Apart of this story is a very unique case, of a girl witnessing her sister’s death and living with the knowledge of being the only one in her family who knows how her sider died and wanting to forget the fact she could have saved her. Whilst being sent to a bereavement camp the summer after the event Skye must uncover the secrets of her sisters passing whilst also being aware that someone in her camp of grief is playing a horrible trick on her. As Skye gathers up the courage and tries to trust other people and go along with tam building activities, she must face an inner fear that begins to grow.

A few tips whilst reading this book. Please don’t get put off by the time zone. Wallman has crafted a way for us to go back in time with Skye in memory to the year when her sister died whilst also seeing her work her way through the bereavement process like the other kids at the camp. Don’t be afraid to cry- a couple of times in this book I had to pick up a tissue because it was so beautifully detailed and it really puts you with Skye on her journey. I have previously mentioned the red herring ending but don’t be too discouraged, make sure you read the epilogue but this may not give you full closure to some other characters and if you get so into this book like I did – you may feel the urge to want to kick a certain big headed camp mate in the head for what he does or maybe that’s just me. Definitely a good read and when you get near the ending you won’t want to put it down.

It’s About Love

On reading the blurb for this book you may be fooled to believe it has some sci-fi elements or links to movies like Star Wars. I can recommend this book without have any knowledge of the movies series. The main characters are called Luke and Leia but the story has nothing to do with the sci-fi pair.

This story does what it says on the tin, it is about love – compared to other popular teen rom-coms this book is probably more realistic than most. Personally I could easily imagine the actions described actually happening – they were that realistic. I thought about the author being a possible survivor of the stories “monsters”. The events of the story are very down to earth and beyond realistic and could easily be a true story.

A great story overall, it has twists and turns in unexpected places. Violence combined with kisses which I think a lot of love stories miss out. This story is a male perspective about love and dealing with a broken home. The story mainly deals with masculinity being seen along brotherly love and friendship as well as a teenage crush.
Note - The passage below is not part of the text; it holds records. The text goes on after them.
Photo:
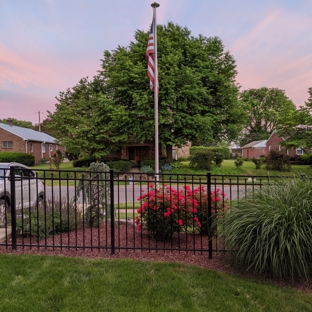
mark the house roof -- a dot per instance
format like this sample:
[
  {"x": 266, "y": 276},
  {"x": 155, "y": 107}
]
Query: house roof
[
  {"x": 256, "y": 144},
  {"x": 28, "y": 134}
]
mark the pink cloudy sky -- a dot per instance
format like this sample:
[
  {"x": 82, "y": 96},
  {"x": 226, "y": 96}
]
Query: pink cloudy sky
[{"x": 47, "y": 46}]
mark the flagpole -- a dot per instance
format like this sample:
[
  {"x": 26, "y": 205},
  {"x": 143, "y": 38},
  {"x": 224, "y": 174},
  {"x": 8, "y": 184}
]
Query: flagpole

For a teenager to have to balance home, school and a love life as well as friends wanting to get in on it all. The book is a clear definition of a teenagers mind and how there perspectives on what they think about doing and what they actually do is all very apt.

A good read for anyone looking for a male protagonist or love story couple to root for. Some really good clear messages mixed with a clearly good progressive writer who explores his ideas in the form of writing extracts of his observations, memories and thoughts.